On Linux, the host↔guest channel is one vsock device carrying a single bidirectional gRPC stream — AgentService.Exec. Header + input file chunks in, stdio + result + output file chunks back. The wire protocol is one we own. There is no filesystem.

The Windows port is the same shape:

• hpcc-agent.exe is staged into the container at C:\.hpcc and set as PID 1.
• The agent listens on HvSocket — Hyper-V’s analogue of vsock, a socket family that crosses the partition boundary without involving any filesystem protocol.
• After Task.Start, the worker resolves the utility VM’s GUID from hcsshim.GetContainers and dials the agent over HvSocket.
• The same AgentService.Exec bidi stream carries the compile.

No SMB anywhere.

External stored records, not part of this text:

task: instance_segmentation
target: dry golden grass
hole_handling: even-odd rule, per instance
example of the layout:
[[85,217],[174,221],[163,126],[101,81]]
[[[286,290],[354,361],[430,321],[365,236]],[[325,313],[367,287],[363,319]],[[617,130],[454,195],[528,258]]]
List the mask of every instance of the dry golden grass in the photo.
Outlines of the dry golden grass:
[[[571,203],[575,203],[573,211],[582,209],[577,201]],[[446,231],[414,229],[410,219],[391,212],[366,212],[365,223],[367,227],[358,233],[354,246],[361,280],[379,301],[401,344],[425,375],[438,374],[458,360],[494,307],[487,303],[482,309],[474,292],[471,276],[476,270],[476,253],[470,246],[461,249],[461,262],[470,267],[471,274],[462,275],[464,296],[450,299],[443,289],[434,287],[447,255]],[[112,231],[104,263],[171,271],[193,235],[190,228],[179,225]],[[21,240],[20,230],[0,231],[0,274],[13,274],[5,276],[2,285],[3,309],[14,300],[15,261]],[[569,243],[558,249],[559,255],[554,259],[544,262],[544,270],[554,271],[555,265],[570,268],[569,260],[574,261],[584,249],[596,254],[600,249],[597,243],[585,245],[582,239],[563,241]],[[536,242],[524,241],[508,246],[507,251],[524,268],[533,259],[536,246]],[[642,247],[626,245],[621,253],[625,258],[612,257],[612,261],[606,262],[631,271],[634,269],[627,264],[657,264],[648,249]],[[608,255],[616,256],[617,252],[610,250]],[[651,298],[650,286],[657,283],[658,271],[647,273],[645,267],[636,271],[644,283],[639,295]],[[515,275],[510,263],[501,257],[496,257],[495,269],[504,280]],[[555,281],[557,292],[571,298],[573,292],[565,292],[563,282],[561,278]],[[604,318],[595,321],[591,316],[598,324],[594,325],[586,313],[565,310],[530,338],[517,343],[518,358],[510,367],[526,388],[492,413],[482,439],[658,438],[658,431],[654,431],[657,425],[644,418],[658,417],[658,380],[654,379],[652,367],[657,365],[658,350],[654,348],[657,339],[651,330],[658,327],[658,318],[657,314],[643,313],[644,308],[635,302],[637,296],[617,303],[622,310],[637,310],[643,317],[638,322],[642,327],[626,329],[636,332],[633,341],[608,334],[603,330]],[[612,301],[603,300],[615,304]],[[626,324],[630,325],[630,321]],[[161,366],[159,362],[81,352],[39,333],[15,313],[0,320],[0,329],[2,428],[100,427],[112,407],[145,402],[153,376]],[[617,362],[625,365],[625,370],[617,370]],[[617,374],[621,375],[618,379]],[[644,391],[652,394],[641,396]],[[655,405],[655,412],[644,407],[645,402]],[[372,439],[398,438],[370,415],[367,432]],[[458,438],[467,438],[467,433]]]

No share. No mount across the partition boundary. The attack surface on the boundary is the gRPC parser plus our protobuf schema — code we wrote, on a wire format we control, with one function that handles one request type.

The boring parts that took the most time

The interesting decision was easy. The work was elsewhere:

• Path normalization. Windows hands you paths with \\?\ prefixes for long-path support, UNC paths for network locations, mixed casing from case-insensitive filesystems, and short (8.3) names from legacy APIs. We strip \\?\, reject UNC up front (no remote sources, ever), and case-fold inside the cache digest so a checkout under C:\Users\Afshin\src\… and one under C:\users\afshin\src\… hash identically.
• Reproducibility flags for MSVC. GCC has -ffile-prefix-map=/src=. and -Werror=date-time. MSVC has /d1trimfile:/src and /PDBSourcePath:/src. Both families are auto-injected per-detected-compiler so embedded paths in .obj and .pdb files don’t pin a job’s hash to its staging directory.
• Process isolation as a peer, not a fallback. CI runners without nested virt still need to run the tests. Process isolation keeps pause + Task.Exec + copyTree behind the same Runtime interface — same Exec stream shape, weaker boundary, honestly labeled in the audit row.

What’s next

The Windows side is feature-complete behind the Runtime interface, but there are two open items on the phase 4 list that touch it:

• VM-crash reaping with scheduler reroute. The runtime surfaces process exit cleanly; the worker doesn’t yet notify the scheduler to drop a dead VM so a follow-on dial doesn’t race.
• Toolchain parity check. An operator currently pins the image’s compiler patch version against the host by hand. An automatic probe — host gcc/cl version reported back to the scheduler at session start, compared against the image’s declared version — is the last cross-developer-hit-rate hazard on Windows.

Neither is a security item. The boundary story is done.